Methods: A Value-Based Medicine, 12-year, combined-eye model, cost-utility analysis evaluated genetic testing of Category 3 AMD patients at age 65 for progression to NVAMD. The benefit of genetic testing was predicated upon the fact that early-treatment ranibizumab therapy (baseline vision 20/40-20/80) for NVAMD confers greater patient value than late-treatment (baseline vision ≤20/160). Published genetic data and MARINA Study ranibizumab therapy data were utilized in the analysis. Patient value (quality-of-life gain) and financial value (2012 US real dollar) outcomes were discounted at 3 % annually.

Results: Genetic testing-enabled, early-treatment ranibizumab therapy per patient conferred mean 20/40^-1 vision, a 0.845 QALY gain and 14.1 % quality-of-life gain over sham therapy. Late-treatment ranibizumab therapy conferred mean 20/160⁺² vision, a 0.250 QALY gain and 4.2 % quality-of-life gain over sham therapy. The gain from early-treatment over late-treatment was 0.595 QALY (10.0 % quality-of-life gain).

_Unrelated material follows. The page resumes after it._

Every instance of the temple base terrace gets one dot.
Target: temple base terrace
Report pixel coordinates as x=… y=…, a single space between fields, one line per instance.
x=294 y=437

The per-patient cost for genetic testing/closer monitoring was $2205 per screened person, $2.082 billion for the 944,000 estimated new Category 3 AMD patients annually. Genetic testing/monitoring costs per early-treatment patient totaled $66,180. Costs per early-treatment patient included: genetic testing costs: $66,180 + direct non-ophthalmic medical costs: -$40,914 + caregiver costs: -$172,443 + employment costs: -$14,098 = a net societal cost saving of $160,582 per early treatment patient. When genetic screening facilitated an incremental 12,965 (8.0 %) of the 161,754, new annual NVAMD patients aged ≥65 in the US to undergo early-treatment ranibizumab therapy, each additional patient treated accrued an overall, net financial gain for society of $160,582. Genetic screening was cost-effective, using World Health Organization criteria, when it enabled an incremental 4.1 % (6634) of 161,754 annual NVAMD patients ≥65 years to receive early-treatment ranibizumab therapy.

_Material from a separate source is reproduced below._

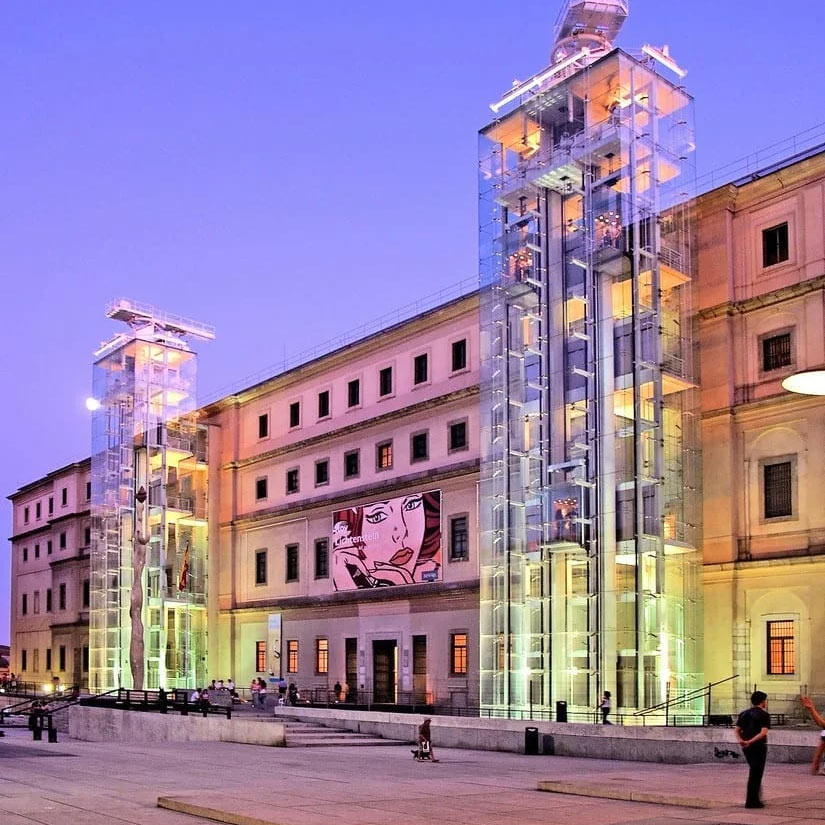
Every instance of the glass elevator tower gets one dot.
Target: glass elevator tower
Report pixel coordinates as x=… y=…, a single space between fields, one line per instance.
x=590 y=561
x=147 y=620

Conclusions: Genetic screening-enabled, early-treatment ranibizumab therapy for NVAMD is cost-effective if it enables an incremental 4.1 % of the annual US cohort of new-onset NVAMD patients ≥65 to undergo early-treatment with ranibizumab.

Keywords: Comparative effectiveness; Cost-effectiveness; Genetic testing; Neovascular macular degeneration.